Histone lactylation bridges metabolic reprogramming with chromatin-immune crosstalk in triple-negative breast cancer.

Breast cancer (BC) is the most common cancer in women, and triple-negative breast cancer (TNBC) is a highly aggressive and metastatic subtype, often characterized by metabolic dysregulation and immune evasion. Recent studies have linked enhanced glycolysis and metabolic reprogramming to TNBC malignancy. Histone lactylation, a novel modification derived from lactate, connects metabolism with gene regulation. This study unveils its pivotal role in promoting TNBC progression and reshaping the tumor immune microenvironment using single-cell genomics, multi-omics, and clinical cohorts.

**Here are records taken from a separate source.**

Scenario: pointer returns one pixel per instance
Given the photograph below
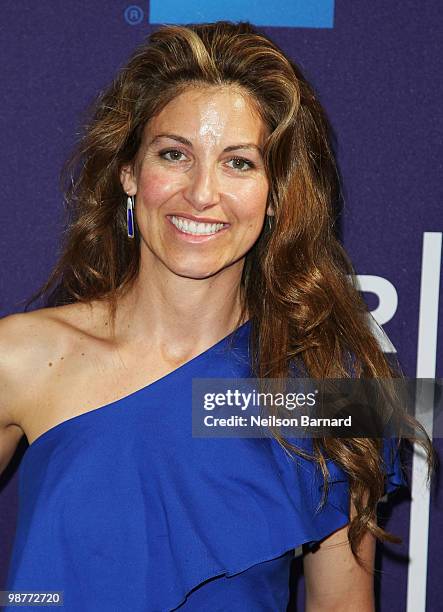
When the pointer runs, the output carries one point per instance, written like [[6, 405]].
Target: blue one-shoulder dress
[[122, 509]]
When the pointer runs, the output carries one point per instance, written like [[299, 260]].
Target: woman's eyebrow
[[185, 141]]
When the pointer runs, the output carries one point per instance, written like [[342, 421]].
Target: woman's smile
[[195, 231]]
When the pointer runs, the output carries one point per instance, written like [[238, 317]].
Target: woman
[[201, 218]]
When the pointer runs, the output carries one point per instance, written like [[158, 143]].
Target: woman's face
[[200, 183]]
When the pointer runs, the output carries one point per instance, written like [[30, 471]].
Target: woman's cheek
[[157, 189]]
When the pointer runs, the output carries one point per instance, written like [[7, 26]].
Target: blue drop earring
[[130, 205]]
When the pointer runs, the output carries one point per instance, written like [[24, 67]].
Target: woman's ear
[[128, 180]]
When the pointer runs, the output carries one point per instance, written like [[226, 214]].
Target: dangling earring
[[130, 205]]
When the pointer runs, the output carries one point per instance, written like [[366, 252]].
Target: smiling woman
[[199, 244], [197, 192]]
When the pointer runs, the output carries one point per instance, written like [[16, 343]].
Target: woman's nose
[[202, 189]]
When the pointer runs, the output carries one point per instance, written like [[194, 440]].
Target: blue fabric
[[122, 509]]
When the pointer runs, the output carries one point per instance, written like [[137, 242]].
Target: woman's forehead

Glycolysis-related genes are enriched in TNBC cells, with elevated lactate dehydrogenase A (LDHA) correlating with poor prognosis and increased histone lactylation. Inhibiting glycolysis reduces histone lactylation, suppressing tumor growth and metastasis. Mechanistically, lactate-derived histone lactylation enhances chromatin accessibility and drives oncogene transcription. Additionally, histone lactylation cooperates with active transcription-associated histone marks, such as H3K27ac, to further promote chromatin accessibility, thereby reprogramming the tumor's epigenetic landscape. Site-specific lactylation at H3K9la, H3K14la and H3K18la regulates distinct malignant traits. Single-cell immune profiling reveals lactylation-dependent immune cell states, underscoring its role in immune modulation. Furthermore, glycolysis-driven histone lactylation in TNBC is closely associated with the modulation of tumor immune responses and the regulation of immune-related pathways. Overall, histone lactylation links metabolic reprogramming to gene regulation. By modulating tumor progression and immune responses, histone lactylation emerges as a promising therapeutic target for improving TNBC management and patient outcomes.